First, count the number of each nucleotide in the sequence, and divide that by the total number of all four nucleotides in the sequence. For the C. elegans genome these frequencies will be approximately:
A = 0.32
C = 0.18
G = 0.18
T = 0.32
These frequencies should sum to 1.00.
If you select one nucleotide at random from that DNA sequence then those frequencies become the probabilities for selecting a specific nucleotide at that site. So very roughly you would be twice as likely to get back an A or a T (compared to a G or a C).

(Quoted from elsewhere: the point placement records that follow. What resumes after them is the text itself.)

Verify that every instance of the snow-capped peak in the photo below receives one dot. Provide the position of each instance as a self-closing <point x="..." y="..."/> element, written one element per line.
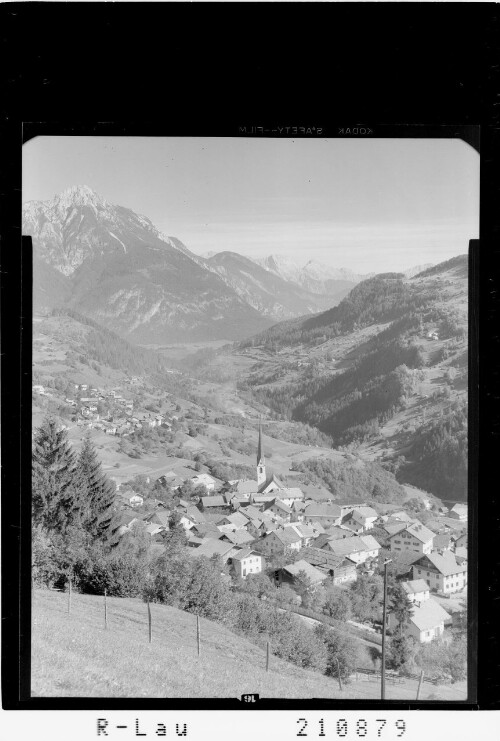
<point x="79" y="195"/>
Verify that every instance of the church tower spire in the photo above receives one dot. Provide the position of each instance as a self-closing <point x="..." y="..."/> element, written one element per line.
<point x="261" y="461"/>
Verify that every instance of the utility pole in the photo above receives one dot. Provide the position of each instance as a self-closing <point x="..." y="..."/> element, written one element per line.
<point x="382" y="673"/>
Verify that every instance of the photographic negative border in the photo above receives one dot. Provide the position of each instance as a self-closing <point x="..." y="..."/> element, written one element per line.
<point x="469" y="134"/>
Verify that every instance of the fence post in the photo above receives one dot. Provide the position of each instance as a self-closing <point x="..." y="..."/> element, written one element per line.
<point x="340" y="678"/>
<point x="420" y="683"/>
<point x="69" y="595"/>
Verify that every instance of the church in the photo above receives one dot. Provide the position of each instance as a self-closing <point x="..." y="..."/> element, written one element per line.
<point x="265" y="484"/>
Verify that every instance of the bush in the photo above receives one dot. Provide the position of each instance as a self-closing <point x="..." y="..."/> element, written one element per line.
<point x="342" y="652"/>
<point x="293" y="641"/>
<point x="122" y="575"/>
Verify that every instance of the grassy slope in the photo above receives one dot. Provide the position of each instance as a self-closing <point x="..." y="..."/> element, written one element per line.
<point x="74" y="656"/>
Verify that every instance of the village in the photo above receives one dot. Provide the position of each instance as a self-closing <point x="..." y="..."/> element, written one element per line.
<point x="250" y="524"/>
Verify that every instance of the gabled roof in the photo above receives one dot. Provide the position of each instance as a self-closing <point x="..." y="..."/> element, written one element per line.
<point x="325" y="559"/>
<point x="336" y="532"/>
<point x="370" y="542"/>
<point x="428" y="615"/>
<point x="364" y="512"/>
<point x="251" y="512"/>
<point x="238" y="519"/>
<point x="246" y="486"/>
<point x="216" y="501"/>
<point x="414" y="586"/>
<point x="317" y="493"/>
<point x="420" y="532"/>
<point x="207" y="529"/>
<point x="290" y="493"/>
<point x="350" y="545"/>
<point x="272" y="479"/>
<point x="445" y="563"/>
<point x="282" y="506"/>
<point x="311" y="572"/>
<point x="245" y="553"/>
<point x="322" y="510"/>
<point x="195" y="515"/>
<point x="392" y="528"/>
<point x="211" y="547"/>
<point x="239" y="537"/>
<point x="288" y="536"/>
<point x="305" y="531"/>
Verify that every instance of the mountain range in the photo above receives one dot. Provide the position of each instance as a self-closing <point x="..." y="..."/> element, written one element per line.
<point x="113" y="265"/>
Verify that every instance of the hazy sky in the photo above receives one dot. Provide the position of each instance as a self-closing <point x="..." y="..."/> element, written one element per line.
<point x="371" y="205"/>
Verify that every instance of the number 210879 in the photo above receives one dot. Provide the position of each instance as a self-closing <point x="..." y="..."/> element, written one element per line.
<point x="361" y="728"/>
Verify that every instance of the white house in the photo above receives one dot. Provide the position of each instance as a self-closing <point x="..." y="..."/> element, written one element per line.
<point x="415" y="537"/>
<point x="416" y="590"/>
<point x="441" y="572"/>
<point x="459" y="512"/>
<point x="203" y="479"/>
<point x="247" y="561"/>
<point x="427" y="621"/>
<point x="361" y="516"/>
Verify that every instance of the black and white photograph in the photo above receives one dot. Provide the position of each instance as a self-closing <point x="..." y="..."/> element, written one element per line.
<point x="250" y="375"/>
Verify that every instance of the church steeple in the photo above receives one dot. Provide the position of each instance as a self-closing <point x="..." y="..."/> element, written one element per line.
<point x="261" y="461"/>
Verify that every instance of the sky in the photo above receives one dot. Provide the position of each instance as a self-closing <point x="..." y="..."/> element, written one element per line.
<point x="369" y="205"/>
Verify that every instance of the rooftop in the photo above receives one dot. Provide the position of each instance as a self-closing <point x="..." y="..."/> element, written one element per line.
<point x="429" y="614"/>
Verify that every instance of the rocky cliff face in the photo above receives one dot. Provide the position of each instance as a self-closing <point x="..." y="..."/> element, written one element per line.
<point x="129" y="276"/>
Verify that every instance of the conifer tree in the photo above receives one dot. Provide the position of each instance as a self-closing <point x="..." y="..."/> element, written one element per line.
<point x="55" y="481"/>
<point x="97" y="492"/>
<point x="400" y="606"/>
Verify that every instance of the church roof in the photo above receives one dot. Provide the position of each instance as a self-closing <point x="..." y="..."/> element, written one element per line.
<point x="260" y="455"/>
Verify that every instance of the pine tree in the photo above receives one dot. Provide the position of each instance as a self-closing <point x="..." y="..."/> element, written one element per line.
<point x="97" y="492"/>
<point x="400" y="606"/>
<point x="55" y="483"/>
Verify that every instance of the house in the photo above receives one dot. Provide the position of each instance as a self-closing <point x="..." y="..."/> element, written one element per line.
<point x="415" y="537"/>
<point x="238" y="537"/>
<point x="417" y="590"/>
<point x="290" y="495"/>
<point x="358" y="548"/>
<point x="461" y="540"/>
<point x="360" y="516"/>
<point x="153" y="529"/>
<point x="459" y="512"/>
<point x="316" y="493"/>
<point x="338" y="532"/>
<point x="442" y="542"/>
<point x="246" y="561"/>
<point x="401" y="515"/>
<point x="330" y="514"/>
<point x="246" y="487"/>
<point x="203" y="479"/>
<point x="280" y="509"/>
<point x="206" y="530"/>
<point x="160" y="518"/>
<point x="306" y="532"/>
<point x="291" y="572"/>
<point x="131" y="498"/>
<point x="215" y="501"/>
<point x="441" y="571"/>
<point x="427" y="621"/>
<point x="124" y="522"/>
<point x="212" y="547"/>
<point x="338" y="568"/>
<point x="279" y="541"/>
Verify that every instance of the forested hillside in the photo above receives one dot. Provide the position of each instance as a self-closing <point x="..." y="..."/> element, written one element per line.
<point x="380" y="371"/>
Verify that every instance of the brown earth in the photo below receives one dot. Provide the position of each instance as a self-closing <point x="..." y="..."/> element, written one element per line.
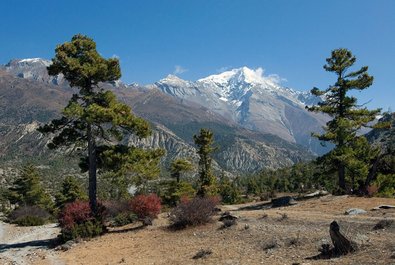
<point x="293" y="238"/>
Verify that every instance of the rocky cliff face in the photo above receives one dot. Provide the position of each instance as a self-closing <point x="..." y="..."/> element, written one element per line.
<point x="29" y="97"/>
<point x="253" y="101"/>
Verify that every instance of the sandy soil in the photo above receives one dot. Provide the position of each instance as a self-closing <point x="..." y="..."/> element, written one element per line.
<point x="293" y="238"/>
<point x="23" y="245"/>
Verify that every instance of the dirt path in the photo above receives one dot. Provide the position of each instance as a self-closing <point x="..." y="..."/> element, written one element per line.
<point x="286" y="235"/>
<point x="22" y="245"/>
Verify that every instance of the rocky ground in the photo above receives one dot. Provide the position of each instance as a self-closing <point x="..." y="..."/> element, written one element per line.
<point x="23" y="245"/>
<point x="285" y="235"/>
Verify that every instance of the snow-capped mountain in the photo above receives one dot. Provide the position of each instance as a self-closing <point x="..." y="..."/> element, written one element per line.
<point x="242" y="96"/>
<point x="33" y="68"/>
<point x="254" y="101"/>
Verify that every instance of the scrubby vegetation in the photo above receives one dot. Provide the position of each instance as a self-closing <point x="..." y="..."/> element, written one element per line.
<point x="78" y="221"/>
<point x="146" y="206"/>
<point x="196" y="211"/>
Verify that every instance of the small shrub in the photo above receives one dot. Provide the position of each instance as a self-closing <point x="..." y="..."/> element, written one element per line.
<point x="228" y="223"/>
<point x="283" y="216"/>
<point x="77" y="221"/>
<point x="124" y="219"/>
<point x="193" y="212"/>
<point x="29" y="216"/>
<point x="114" y="208"/>
<point x="372" y="190"/>
<point x="270" y="245"/>
<point x="146" y="206"/>
<point x="382" y="224"/>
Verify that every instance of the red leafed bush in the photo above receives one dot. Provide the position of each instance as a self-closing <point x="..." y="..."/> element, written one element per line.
<point x="146" y="205"/>
<point x="193" y="212"/>
<point x="77" y="221"/>
<point x="75" y="213"/>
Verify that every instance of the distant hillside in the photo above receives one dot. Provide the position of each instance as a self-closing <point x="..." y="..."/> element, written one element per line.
<point x="32" y="98"/>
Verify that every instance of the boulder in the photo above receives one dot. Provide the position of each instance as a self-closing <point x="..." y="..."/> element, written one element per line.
<point x="283" y="201"/>
<point x="355" y="211"/>
<point x="383" y="207"/>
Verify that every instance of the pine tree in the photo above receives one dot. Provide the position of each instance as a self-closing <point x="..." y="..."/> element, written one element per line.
<point x="179" y="166"/>
<point x="27" y="190"/>
<point x="71" y="192"/>
<point x="205" y="142"/>
<point x="93" y="116"/>
<point x="347" y="116"/>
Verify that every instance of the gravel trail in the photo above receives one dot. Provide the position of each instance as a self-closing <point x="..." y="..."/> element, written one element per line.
<point x="24" y="245"/>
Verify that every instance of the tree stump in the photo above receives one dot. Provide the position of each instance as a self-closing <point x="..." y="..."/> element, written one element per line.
<point x="341" y="243"/>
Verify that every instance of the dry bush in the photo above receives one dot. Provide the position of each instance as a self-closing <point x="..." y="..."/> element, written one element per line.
<point x="146" y="206"/>
<point x="382" y="224"/>
<point x="77" y="221"/>
<point x="193" y="212"/>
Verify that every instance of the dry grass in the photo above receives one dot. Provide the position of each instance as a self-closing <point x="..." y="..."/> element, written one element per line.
<point x="292" y="240"/>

Next count the number of each of the 16 possible dinucleotides (e.g., AA, AC . . . TG, TT) in that DNA sequence and divide the numbers by the total number of nucleotides in the sequence. That will give you the observed frequencies of the dinucleotides. CG (or CpG in your post) is one of these. If CG occurs proportionally to the frequencies of C and G then if you picked a random dinucleotide from the sequence you would expect the probability to be 0.18 * 0.18. You can do this same calculation for all of the dinucleotides in a genomic sequence and compare the observed frequencies to the expected frequencies.
If every site is truly random in the sequence then the observed dinucleotide frequencies should be identical to the expected frequencies, and this would be a zero order Markov chain. In fact, genomic DNA is usually not accurately modeled as a zero order Markov chain.